3. While the research into embryonic stem cells is admittedly in its infancy, there have been absolutely no treatments developed using embryonic stem cells. Moreover, such treatments are years away with no promise of every actually arising. I recall that my fellow blogger, Layman, once analogized the search for cures with embryonic stem cells to the search for the fountain of youth, and he was right. Meanwhile, many treatments using stem cells from non-embryonic sources that serve the same function that embryonic stem cells are hoped to provide are popping up every few weeks. Thus, as research develops it appears more and more like embryonic stem cell treatments are phantoms while the real progress can be found in the non-controversial research into adult stem cells and embryonic stem cell alternatives.
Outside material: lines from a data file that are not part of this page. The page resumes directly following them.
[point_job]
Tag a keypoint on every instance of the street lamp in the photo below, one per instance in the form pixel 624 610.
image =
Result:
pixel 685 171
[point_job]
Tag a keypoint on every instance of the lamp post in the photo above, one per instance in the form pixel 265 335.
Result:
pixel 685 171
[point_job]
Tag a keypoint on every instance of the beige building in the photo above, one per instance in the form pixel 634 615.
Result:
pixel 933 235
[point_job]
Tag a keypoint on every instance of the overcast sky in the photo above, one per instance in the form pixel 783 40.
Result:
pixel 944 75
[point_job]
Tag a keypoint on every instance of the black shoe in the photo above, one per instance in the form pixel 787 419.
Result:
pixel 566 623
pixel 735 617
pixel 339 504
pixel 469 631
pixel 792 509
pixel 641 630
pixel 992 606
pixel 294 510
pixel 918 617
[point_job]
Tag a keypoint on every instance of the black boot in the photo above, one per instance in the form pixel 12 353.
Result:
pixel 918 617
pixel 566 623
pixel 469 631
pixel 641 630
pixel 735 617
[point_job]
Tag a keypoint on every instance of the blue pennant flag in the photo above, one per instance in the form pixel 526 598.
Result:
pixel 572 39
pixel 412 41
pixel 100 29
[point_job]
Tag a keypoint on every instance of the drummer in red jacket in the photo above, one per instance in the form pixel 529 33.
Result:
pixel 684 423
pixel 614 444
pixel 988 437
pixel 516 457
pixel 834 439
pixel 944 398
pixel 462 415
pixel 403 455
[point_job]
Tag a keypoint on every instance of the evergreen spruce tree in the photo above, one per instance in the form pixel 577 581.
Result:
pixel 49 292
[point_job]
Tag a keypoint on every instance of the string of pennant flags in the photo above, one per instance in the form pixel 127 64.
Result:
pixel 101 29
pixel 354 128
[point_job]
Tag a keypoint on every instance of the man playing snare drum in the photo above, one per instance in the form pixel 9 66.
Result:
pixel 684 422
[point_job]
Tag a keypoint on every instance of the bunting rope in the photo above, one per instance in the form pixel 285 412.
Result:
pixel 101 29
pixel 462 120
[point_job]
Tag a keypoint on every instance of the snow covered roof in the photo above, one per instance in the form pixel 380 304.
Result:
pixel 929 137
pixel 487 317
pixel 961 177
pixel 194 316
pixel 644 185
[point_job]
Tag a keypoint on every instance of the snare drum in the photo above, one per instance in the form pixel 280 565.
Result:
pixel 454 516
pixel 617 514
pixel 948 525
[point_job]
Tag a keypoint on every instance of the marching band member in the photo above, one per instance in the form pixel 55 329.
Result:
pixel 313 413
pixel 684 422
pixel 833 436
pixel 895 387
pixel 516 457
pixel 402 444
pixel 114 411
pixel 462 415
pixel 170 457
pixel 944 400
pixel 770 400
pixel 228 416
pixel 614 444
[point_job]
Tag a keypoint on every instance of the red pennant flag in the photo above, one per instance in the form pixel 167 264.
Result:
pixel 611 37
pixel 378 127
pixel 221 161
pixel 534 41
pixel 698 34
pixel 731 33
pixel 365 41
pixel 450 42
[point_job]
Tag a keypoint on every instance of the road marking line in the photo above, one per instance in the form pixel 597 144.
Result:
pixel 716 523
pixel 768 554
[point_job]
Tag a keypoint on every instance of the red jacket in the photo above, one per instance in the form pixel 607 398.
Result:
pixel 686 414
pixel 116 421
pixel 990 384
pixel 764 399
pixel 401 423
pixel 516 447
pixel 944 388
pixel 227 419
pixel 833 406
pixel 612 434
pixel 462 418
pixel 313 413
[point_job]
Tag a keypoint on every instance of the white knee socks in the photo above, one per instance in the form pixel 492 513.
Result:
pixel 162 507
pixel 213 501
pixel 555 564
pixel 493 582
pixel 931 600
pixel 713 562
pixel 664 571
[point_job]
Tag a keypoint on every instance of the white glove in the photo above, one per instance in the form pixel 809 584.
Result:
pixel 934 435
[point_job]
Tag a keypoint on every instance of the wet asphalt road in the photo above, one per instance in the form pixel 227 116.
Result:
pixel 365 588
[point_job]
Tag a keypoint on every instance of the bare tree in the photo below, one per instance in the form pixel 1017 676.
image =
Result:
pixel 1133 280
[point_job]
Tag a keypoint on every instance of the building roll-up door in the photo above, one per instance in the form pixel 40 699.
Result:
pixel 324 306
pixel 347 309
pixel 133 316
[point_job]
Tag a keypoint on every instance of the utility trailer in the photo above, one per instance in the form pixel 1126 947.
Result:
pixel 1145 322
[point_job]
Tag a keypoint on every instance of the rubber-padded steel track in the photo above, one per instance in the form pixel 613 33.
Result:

So, I have to ask: what is the obsession with embryonic stem cells? Why are we pushing so hard to put money into this single line of morally questionable research? I don't know, but I have a couple of suspicions.

First, when I was in college, one of my professors told me that when you are talking politics to always follow the money. So, who is receiving the lion's share of the billions of dollars being funneled into embryonic stem cell research? Well, in California, the people behind Proposition 71 where the people voted to fund this type of research were apparently the people who most benefited. According to Rich Deem at in an essay entitled "Arguments Against Proposition 71: The California Stem Cell Research and Cures Initiative" at the excellent Evidence for God from Science website (footnotes omitted):

Individuals and special interest groups (from real estate and biotechnology companies) that stand to gain financially from Proposition 71 have contributed large sums of cash to the campaign. Robert Klein, president of real-estate development company Klein Financial, has since donated more than $1,000,000. Joseph Lacob, John Doerr, Joe Lacob and Brook Byers, partners with the firm Kleiner Perkins Caufield & Byers (which funds several healthcare and biotech-related companies), contributed $500,000, $974,649, $500,017 and $460,000, respectively. William Unger of Mayfield Venture Capital (which also funds biotech companies) contributed $50,000, according to campaign finance records. George Rathmann, co-founder of Amgen and is now chairman of biotechnology company Nuvelo, has contributed $50,000. William Rutter, co-founder and chairman of Chiron, contributed $50,000. Another biotechnology executive, Gilead Science vice president James Rooney, has contributed $10,000.

Unbelievably, the California Stem Cell Research and Cures Initiative provides up to 300 million dollars for real estate development and facilities construction. In, fact "four real estate specialists" are called for in the initiative. This provision is virtually unheard of in funding of medical research grants. Established investigators already have research laboratories. These facilities are provided by the institution (usually provided by a university or biotech company). In the case of universities, these buildings are usually funded through donations. Therefore, any scientist worthy of funding for medical research already has a research lab. This provision of the initiative will probably be lining somebody's pockets, instead of funding medical research.

Second, I have to believe that the pro-abortion crowd has some hand in this somewhere. After all, the same arguments are being made that embryos are not human beings and their sacrifice is no big deal in both the abortion and embryonic stem cell arenas. If the proponents of embryonic stem cell research are able to convince the people to back this research, abortion-rights advocates can piggy-back on their victories to argue that the people don't see embryos as human beings worthy of protection. Certainly, the two are often tied together in discussions, and it seems pretty obvious that the loosening of restrictions on either are done only where people see the embryo as less than human.

Are there other reasons for this obsession that I'm missing?